The topic of privacy in the advertising and media industries has been going on for years, but Meta’s large earnings miss is a clear indication of the rising financial impact new privacy changes will have for companies that have relied mainly on mining consumer data. With Apple’s elimination of IDFA, Facebook is no longer able to specifically target consumers to the same degree they used to.
Moreover, privacy legislation continues to advance, which will likely eliminate the use of 3rd party data - the mainstay of today’s industry. This not only impacts Facebook’s revenue, but is the beginning of a massive shift in the near trillion dollar advertising industry. We all heard (and maybe told) jokes about the upcoming cookie-pocalypse when Google and Apple began announcing stronger privacy controls for consumer data, but Meta’s earnings miss is a clear sign that this significant shift is no longer on the horizon, it’s already here and it’s just beginning.
Meta already knows it must spend billions of dollars and invest in new privacy-centric technology. As Sheryl Sandberg said in the Q4 earnings call, “over the longer term, we need to develop privacy-enhancing tech to help minimize the amount of personal information we learn and we use. [We will] use more aggregate, more anonymized data while still allowing us to show relevant ads and that’s going to take us time.”
Meta also knows the real data – zero- and first-party data – is in the control of retailers, brands, and publishers who directly engage with their customers. This is going to shift the power dynamic that has traditionally been led by third-party data aggregators.
The data that customers intentionally and proactively share with a brand is called zero-party data. The term, coined by Forrester, refers to data that includes information like:
First-party data is also very personal to consumers but is not directly shared by the customer. It is gleaned from user behaviors, analytics and other tools that provide insight into customer journeys and actions. For example, if a shopper often puts products in a shopping cart on her mobile device but only completes those transactions from her desktop, that is a highly personalized piece of data that she has not volunteered but can nonetheless be tied back to her.
For brands and their loyalty marketing teams, the rising expense of digital advertising and the reduction in ROI from broader targeting must be a call-to-action. If you want to acquire new customers profitably in an era of higher costs, own your relationship with your customer, and drive deeper brand loyalty, it is imperative to do three things:
Invest in zero- and first-party data relationships with your customers by building an opt-in loyalty program. It does not need to be earn-and-burn program, but rather a program where customers can opt into a longer-term, more valuable relationship based on trust, where they share data because it leads to better service, more relevant communications and offers, and a better experience
Invest in modern data infrastructure where data can be made available to applications which enable personal experiences across the customer lifecycle
Invest in modern applications which enable your marketing team to create and field personalized and dynamic offers and experiences at scale.

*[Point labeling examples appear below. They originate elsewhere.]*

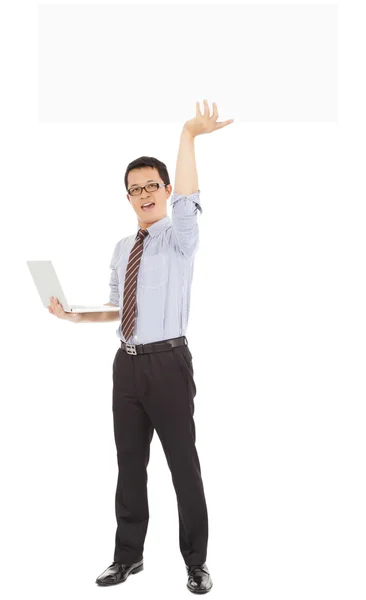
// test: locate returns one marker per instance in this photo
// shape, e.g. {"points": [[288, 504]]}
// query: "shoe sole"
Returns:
{"points": [[133, 572], [198, 591]]}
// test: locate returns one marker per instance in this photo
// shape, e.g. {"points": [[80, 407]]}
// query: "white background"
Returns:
{"points": [[277, 321]]}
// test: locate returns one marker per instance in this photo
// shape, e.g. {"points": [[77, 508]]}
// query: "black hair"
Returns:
{"points": [[148, 161]]}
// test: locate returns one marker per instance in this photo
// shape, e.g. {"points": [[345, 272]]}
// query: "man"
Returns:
{"points": [[153, 378]]}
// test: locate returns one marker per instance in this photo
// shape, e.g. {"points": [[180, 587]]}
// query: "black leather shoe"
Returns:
{"points": [[118, 572], [199, 579]]}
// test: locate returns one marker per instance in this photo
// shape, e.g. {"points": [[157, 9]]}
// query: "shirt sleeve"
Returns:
{"points": [[113, 281], [184, 221]]}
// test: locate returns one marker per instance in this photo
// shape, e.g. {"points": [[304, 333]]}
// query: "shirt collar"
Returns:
{"points": [[157, 227]]}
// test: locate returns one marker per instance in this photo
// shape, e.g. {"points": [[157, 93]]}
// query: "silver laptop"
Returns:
{"points": [[47, 283]]}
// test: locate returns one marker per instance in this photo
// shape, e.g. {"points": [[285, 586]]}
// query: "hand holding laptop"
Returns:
{"points": [[55, 308]]}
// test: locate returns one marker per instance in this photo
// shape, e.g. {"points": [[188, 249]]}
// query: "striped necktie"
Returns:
{"points": [[129, 294]]}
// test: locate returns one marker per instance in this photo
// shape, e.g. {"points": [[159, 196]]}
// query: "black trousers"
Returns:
{"points": [[155, 391]]}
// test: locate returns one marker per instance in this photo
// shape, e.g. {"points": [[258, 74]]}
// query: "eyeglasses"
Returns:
{"points": [[150, 187]]}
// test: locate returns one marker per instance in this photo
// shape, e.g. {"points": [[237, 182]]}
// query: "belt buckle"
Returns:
{"points": [[131, 349]]}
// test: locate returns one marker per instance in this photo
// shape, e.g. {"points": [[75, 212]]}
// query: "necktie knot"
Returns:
{"points": [[142, 233]]}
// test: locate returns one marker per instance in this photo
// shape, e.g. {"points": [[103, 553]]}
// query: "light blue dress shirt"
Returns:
{"points": [[165, 273]]}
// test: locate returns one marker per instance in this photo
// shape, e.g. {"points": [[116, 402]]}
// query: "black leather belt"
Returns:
{"points": [[161, 346]]}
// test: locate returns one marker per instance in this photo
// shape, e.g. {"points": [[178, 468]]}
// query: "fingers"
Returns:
{"points": [[55, 307]]}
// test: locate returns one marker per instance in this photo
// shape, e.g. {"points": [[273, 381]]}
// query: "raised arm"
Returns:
{"points": [[186, 178], [185, 199]]}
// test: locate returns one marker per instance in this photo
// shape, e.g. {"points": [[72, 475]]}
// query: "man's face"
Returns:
{"points": [[139, 178]]}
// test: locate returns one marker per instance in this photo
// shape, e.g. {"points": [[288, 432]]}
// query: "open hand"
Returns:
{"points": [[203, 123]]}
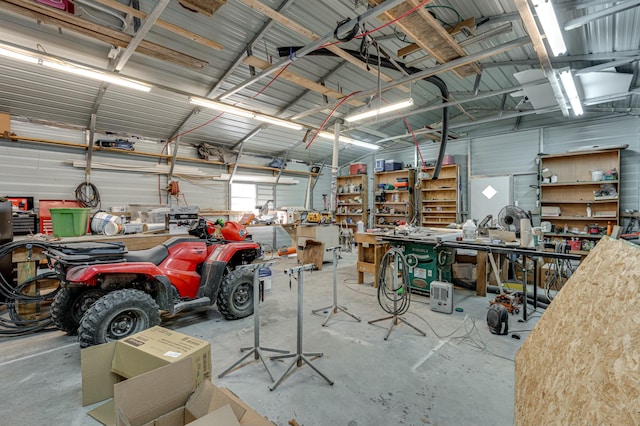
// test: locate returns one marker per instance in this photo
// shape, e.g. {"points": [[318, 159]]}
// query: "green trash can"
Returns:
{"points": [[69, 222]]}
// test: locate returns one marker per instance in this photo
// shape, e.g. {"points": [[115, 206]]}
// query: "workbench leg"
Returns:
{"points": [[481, 281]]}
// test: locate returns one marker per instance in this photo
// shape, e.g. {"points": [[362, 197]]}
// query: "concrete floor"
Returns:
{"points": [[459, 374]]}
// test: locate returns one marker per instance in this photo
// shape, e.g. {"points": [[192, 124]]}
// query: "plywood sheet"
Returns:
{"points": [[581, 363]]}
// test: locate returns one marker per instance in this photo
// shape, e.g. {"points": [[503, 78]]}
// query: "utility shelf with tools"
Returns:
{"points": [[394, 199]]}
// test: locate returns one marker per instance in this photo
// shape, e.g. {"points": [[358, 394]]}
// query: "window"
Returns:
{"points": [[243, 197]]}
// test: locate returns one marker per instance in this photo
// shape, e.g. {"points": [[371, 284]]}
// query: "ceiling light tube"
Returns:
{"points": [[350, 141], [381, 110], [219, 106], [572, 92], [549, 21], [51, 62]]}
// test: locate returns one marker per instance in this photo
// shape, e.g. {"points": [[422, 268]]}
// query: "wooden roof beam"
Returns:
{"points": [[427, 33]]}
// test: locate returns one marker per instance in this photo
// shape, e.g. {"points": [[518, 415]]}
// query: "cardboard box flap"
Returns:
{"points": [[148, 396], [251, 417], [172, 418], [97, 378], [223, 416], [208, 398], [105, 413]]}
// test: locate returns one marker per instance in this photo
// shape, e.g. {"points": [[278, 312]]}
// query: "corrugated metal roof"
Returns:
{"points": [[36, 93]]}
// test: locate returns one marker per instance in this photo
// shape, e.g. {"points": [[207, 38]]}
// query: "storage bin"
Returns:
{"points": [[358, 169], [390, 165], [69, 222]]}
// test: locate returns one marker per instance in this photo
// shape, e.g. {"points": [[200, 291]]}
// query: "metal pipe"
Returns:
{"points": [[620, 7]]}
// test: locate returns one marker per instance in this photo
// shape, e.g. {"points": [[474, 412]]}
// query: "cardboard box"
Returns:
{"points": [[5, 124], [465, 271], [104, 366], [176, 401]]}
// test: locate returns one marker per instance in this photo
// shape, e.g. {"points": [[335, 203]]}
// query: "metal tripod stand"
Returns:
{"points": [[299, 357], [396, 312], [335, 308], [256, 349]]}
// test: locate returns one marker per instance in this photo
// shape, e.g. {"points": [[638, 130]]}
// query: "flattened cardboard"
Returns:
{"points": [[223, 416], [97, 378], [158, 346], [148, 396]]}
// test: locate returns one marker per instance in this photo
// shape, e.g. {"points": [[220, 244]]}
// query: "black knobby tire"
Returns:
{"points": [[235, 299], [117, 315], [70, 304]]}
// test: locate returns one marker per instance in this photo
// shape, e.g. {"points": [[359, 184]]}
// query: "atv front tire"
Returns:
{"points": [[235, 299], [70, 304], [117, 315]]}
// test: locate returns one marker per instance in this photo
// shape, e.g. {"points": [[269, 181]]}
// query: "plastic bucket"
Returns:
{"points": [[69, 222], [100, 221]]}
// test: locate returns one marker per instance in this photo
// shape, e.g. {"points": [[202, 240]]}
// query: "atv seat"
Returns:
{"points": [[154, 255]]}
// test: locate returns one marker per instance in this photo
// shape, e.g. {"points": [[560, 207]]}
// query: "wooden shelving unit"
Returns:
{"points": [[351, 200], [564, 201], [393, 203], [439, 198]]}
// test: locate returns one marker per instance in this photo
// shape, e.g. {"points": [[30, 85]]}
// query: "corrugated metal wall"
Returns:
{"points": [[46, 172]]}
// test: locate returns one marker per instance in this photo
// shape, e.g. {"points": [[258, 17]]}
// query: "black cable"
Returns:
{"points": [[87, 195], [350, 35], [384, 62]]}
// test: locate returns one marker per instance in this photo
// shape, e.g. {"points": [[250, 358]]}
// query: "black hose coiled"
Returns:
{"points": [[394, 301], [13, 296], [87, 195]]}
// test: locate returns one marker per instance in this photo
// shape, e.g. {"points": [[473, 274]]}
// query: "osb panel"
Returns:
{"points": [[581, 363]]}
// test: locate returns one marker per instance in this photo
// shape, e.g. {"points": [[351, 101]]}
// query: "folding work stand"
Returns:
{"points": [[395, 314], [256, 350], [299, 357], [335, 308]]}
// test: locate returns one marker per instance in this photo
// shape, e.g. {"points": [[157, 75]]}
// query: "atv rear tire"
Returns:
{"points": [[235, 299], [116, 315], [70, 304]]}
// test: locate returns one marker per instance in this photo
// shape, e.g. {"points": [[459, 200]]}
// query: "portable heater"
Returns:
{"points": [[441, 297]]}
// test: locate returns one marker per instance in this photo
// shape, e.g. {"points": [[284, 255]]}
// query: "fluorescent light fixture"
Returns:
{"points": [[572, 92], [97, 75], [347, 140], [17, 55], [51, 62], [219, 106], [381, 110], [284, 180], [549, 21]]}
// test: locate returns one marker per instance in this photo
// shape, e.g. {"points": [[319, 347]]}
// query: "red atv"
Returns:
{"points": [[108, 293]]}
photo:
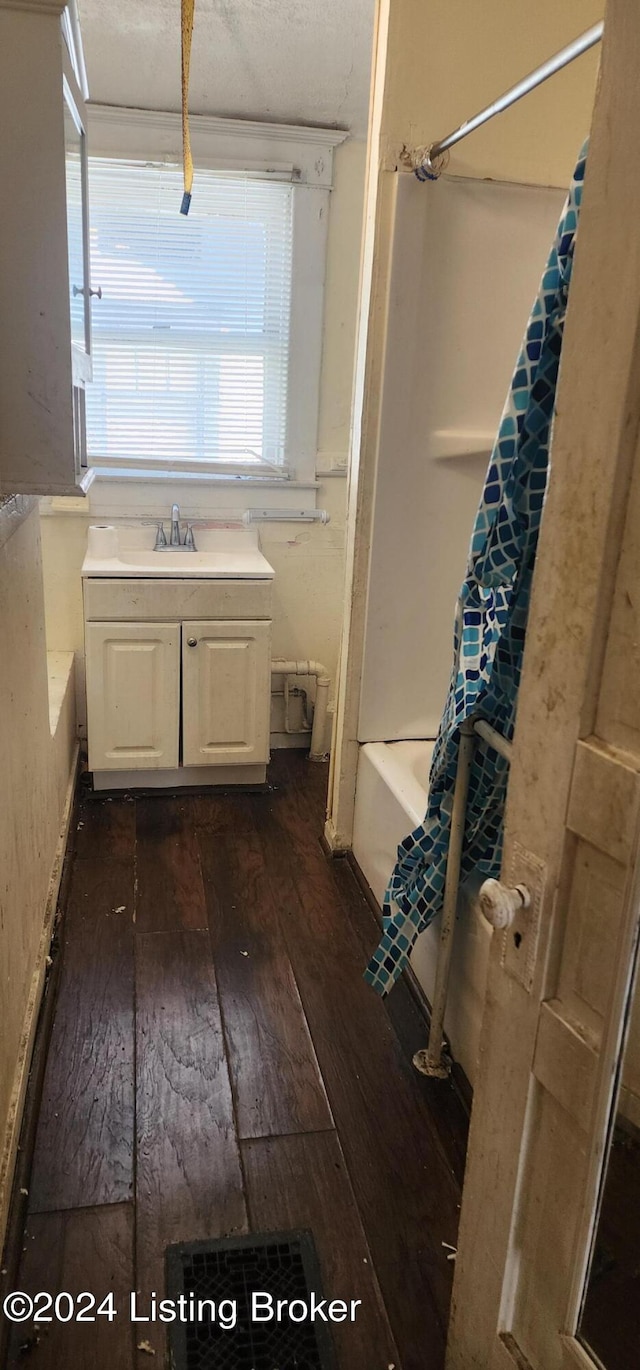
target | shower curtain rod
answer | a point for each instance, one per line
(428, 167)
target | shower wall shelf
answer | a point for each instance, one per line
(447, 444)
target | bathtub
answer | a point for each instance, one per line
(391, 800)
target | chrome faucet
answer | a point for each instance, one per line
(161, 543)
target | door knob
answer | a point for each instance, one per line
(499, 903)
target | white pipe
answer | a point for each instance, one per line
(322, 684)
(431, 1062)
(494, 739)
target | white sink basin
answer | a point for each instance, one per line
(222, 554)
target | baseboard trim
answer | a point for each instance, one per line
(21, 1076)
(182, 777)
(458, 1077)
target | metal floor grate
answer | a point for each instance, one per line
(284, 1265)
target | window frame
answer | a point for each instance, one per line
(303, 156)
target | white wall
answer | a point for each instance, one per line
(36, 771)
(466, 265)
(309, 559)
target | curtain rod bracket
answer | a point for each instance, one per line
(428, 163)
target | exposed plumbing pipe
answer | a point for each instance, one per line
(322, 684)
(431, 1062)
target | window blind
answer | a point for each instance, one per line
(191, 337)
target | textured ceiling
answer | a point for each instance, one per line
(288, 60)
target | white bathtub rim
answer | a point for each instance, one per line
(392, 767)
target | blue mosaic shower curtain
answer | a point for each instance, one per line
(489, 624)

It is critical that retailers and brands make these investments now - the upside is massive and due to the privacy changes that Google, Apple and governments are putting in place, status quo is no longer an option. According to a recent study by BCG, transitioning from mass to personal offers will generate more than $70B of impact for retailers who make this shift. In order to create personal offers, brands must collect and activate zero- and first-party data. Removing a reliance on third-party data will create stronger customer relationships with a brand and lead to long-term revenue growth.
Let me give you a real-world example of how a brand used their zero- and first-party data to improve a loyalty program. A major airline leveraged their data within Formation’s Dynamic Offer Platform to quickly build and deploy individual loyalty offers that rewarded customers for engaging more deeply with their brand, through additional purchases, ancillary services or engaging with the partner ecosystem.
Though this airline had a large data science and analytics team in place, with a traditional offer management platform, they were unable to respond quickly to changes in customer behavior, as it took 10 weeks to develop and launch offers. By implementing Formation’s platform and leveraging that zero- and first-party data they were already collecting, they were able to create and deliver offers much faster – 10 days rather than 10 weeks – and they were able to more effectively leverage their data science capabilities to respond to insights as they came in.
This resulted in far more relevant offers to their loyalty members. Those offers outperformed the registration rate of other targeted promotions by 2x, and the airline increased their margin per offer by 7x.
Every brand out there, not just Meta, is going to have to revisit their digital advertising strategies now. Brands that are able to increase customers’ lifetime value are better positioned to acquire new customers and grow revenue even as acquisition costs rise. Loyalty marketers are a critical part of that process. Invest in first- and zero-party data and infrastructure, as well as investing in applications like Dynamic Offer platforms to ensure your team is positioned to succeed in a world that is rightfully placing more emphasis on consumers’ privacy.